Study study study

I have been MIA lately, had mid-semester exams, and a few assignments o hand up. And what I think is crazy also had to still attend classes as normal that week and have a week off this week. I have a friend coming up to visit, so trying to get prepared for next week now. I have two things I need to do – a case study I want to actually get completed and some research for a group assignment that I want to get mostly done, so I know I won’t post much in the next week, but please bear with me.
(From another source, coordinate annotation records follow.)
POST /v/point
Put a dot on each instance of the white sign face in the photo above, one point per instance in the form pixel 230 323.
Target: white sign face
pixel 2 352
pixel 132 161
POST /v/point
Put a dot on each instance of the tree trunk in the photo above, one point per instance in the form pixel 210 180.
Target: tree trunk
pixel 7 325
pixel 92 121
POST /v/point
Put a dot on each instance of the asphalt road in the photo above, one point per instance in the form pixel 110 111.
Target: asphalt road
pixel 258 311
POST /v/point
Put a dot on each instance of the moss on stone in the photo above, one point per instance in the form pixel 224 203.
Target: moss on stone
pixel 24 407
I have been eating total crap during the last two weeks and feel like shit because of it. I have totally used study snacks as an excuse and I can tell I have put on weight, which I’m so angry at myself for and totally depressing. But, whatever, I am not going to sit and mope about it, just get on ewith un-doing the damage. It’s actually a god lesson – the damage two weeks of eating like shit will do. Never again! At first I was in denial, like my stomach is just a little bloated, it’ll be fine in the morning (?!?), but by two weeks when my fave shorts were tight as and I totally had muffin top I was like YUCk. I feel like shit. During the whole time I have still been exercising. In fact I completed the Insanity program and started to loop back around with the core balance ones and going to do the second month again. Just goes to show how it truley is 80/20! All about what you eat, you CAN’T out train a bad diet. I lived this saying for myself. So, anyway, I’ll be posting more now to keep myself strict with diet and motivated. Blogging does wonders for me motivationally. And I’m saying godbye to all the unhealthy shit I have been eating.Image

(not my books, too lazy to take my own pic hahaha!)

Loving my life!

start my new full time studies this week, and am beyond excited to be going back to it. I know from previous University study that in about 4-6 weeks this excitment will have waned somewhat and I’ll be feeling the usual stresses of balancing work, study, fitness, housework, my relationship and having some sort of down time to myself, but I feel like my coping tools have improved a lot since the last time I studied.Being organised is the key, and for me procrastinating is a huge problem which I have to overcome. I now now that I have to just force myself tyo start things, rather then putting them off with a whole load of good resons to do so! Even if i can’t be bothered cleaning on a Saturday morning, or don’t have all my research to start an assignment, or am feeling tired to go work out, i have to ‘Just F***kin Do It’! There are so many¬† reasons not to start something, but once you’re into it, it is so much better then you thought and just keep going! Then there is none of the stress that comes with putting things off, that niggling anxiety in your chest.

I have timetabled my weeks, putting study, work and fitness in as my main priorities, and the primary things that I need to timetable, everything else can be timetabled around these top priorities. Makes a huge change from last time I studied where fitness wouldn’t have made it anywhere near the top of my list, rather socialising etc.

Fitness wise I am almost onto the second part of Insanity, so excited to start the next phase. I think my results are good, especially noticing a change in my legs, which for me is the main part I wanted to focus on. Body weight exercises are undervalued I think. This week is the core balance or whatever (can’t be bothered getting up to check it), so it’ll be nice to take it easier. I’m really looking forward to the next fit test, I didn’t record the results the first time, which I really regret, but at least I have the second one to compare to.

I’ll do a review of a few different protein powders I’ve been using soon, just getting through them still. Love my post-workout protein smooties, one of the highs of my day, haha! What do you put in a protein smoothie? Lately I’ve been loving keeping it simple, choc banana! Yummmm! I freeze my bananas, add my choc protein, greek yoghurt, full cream milk, water, ice and blend!